Wednesday, 16 March 2011
Sinking a myth
I sometimes wonder which is the more powerful – myth or history. Actually, no, I don’t: I know that myths have a power that defies history, defies any attempt at sober analysis. I recently took part in an online discussion of the general denseness of contestants on American game shows. The point was made that they could not answer relatively simple questions, a question like the sinking of what ship led to U.S. entry into the First World War.
I knew at once that we were in the arena of myth simply by the way in which the question had been framed, in the singular - the sinking of what ship. I’ve come across it before, in British game shows, where the same misleading question was posed and the same wrong answer given. In the discussion thread my initial point was that while Americans may be slow it does not generally take them almost two years to make up their minds!

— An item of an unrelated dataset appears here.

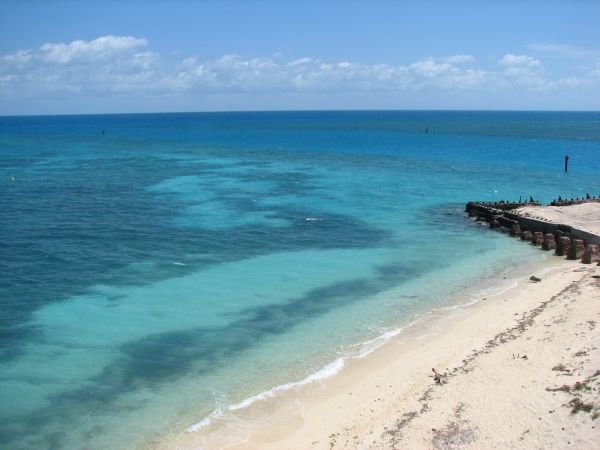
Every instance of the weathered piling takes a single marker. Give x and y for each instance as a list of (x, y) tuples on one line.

So, no more of this; let’s get to the point; let me sink that ship that might just be floating in your head. The RMS Lusitania, yes, that’s the one, was sunk in May 1915. America did not enter the war until April 1917, as a result of not one but multiple sinkings. The Lusitania incident may have begun a shift in American opinion against Germany, but there is no direct connection between its torpedoing off the coast of Ireland and Woodrow Wilson’s decision to ask Congress to approve a declaration of war in the spring of 1917.

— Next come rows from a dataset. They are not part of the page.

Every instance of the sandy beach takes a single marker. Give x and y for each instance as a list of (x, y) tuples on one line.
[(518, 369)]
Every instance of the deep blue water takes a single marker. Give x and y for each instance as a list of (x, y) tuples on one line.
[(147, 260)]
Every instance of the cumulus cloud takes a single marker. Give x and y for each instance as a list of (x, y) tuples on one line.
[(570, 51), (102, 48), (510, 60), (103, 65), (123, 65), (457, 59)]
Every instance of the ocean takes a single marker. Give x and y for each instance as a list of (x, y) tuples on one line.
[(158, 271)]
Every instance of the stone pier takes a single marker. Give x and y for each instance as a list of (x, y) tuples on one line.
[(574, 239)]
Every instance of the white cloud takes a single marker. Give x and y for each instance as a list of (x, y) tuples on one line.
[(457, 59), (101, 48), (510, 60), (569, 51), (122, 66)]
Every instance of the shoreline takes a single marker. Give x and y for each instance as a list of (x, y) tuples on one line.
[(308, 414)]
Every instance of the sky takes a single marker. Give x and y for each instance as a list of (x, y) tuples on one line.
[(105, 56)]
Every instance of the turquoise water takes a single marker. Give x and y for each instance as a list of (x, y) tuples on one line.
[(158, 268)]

You may thing the point is overly subtle, but it’s not. The Lusitania might be said to occupy the same place in popular consciousness as the USS Maine, who’s sinking in Havana harbour led to the Spanish-American War of 1898. But if you are going to Remember the Lusitania remember that it was sunk in the first phase of Germany’s unrestricted U-boat campaign, under which all ships entering British territorial waters were held to be legitimate targets. This was subsequently abandoned in the light of adverse American reaction.
Now move two years forward, or a few months forward from the presidential election of November 1916, when Woodrow Wilson campaigned for re-election on a slogan of “He kept us out of the war”, not “Remember the Lusitania.” The chance of America entering the conflict on behalf of the Allies was not especially high, so long as Germany restricted its submarine campaign.
It’s now early 1917. There had been a major change in Germany’s domestic politics. In place of civilian government a kind of military dictatorship had been established, directed by the duumvirate of Paul von Hindenburg and Erich Ludendorff. Under pressure from them, and contrary to the advice of the Chancellor, the Kaiser agreed to a second unrestricted U-boat campaign.
It was the First World War’s Pearl Harbor moment: all parties knew that unleashing the wolf packs in the Atlantic would cause American entry into the war. For Hindenburg and Ludendorff it was a calculated gamble. They understood, quite rightly, that it would take up to a year for the United States to mobilise properly, by which time, with the Allies starved of supplies, the stalemate on the Western Front might be broken. They believed, quite wrongly, that the U-boat campaign would be enough.
So, the sinking began afresh, of ship after ship, vessels whose names, unlike the Lusitania, are now forgotten; but it was the many not the one that caused Wilson to deliver his War Message to Congress on that April evening in 1917.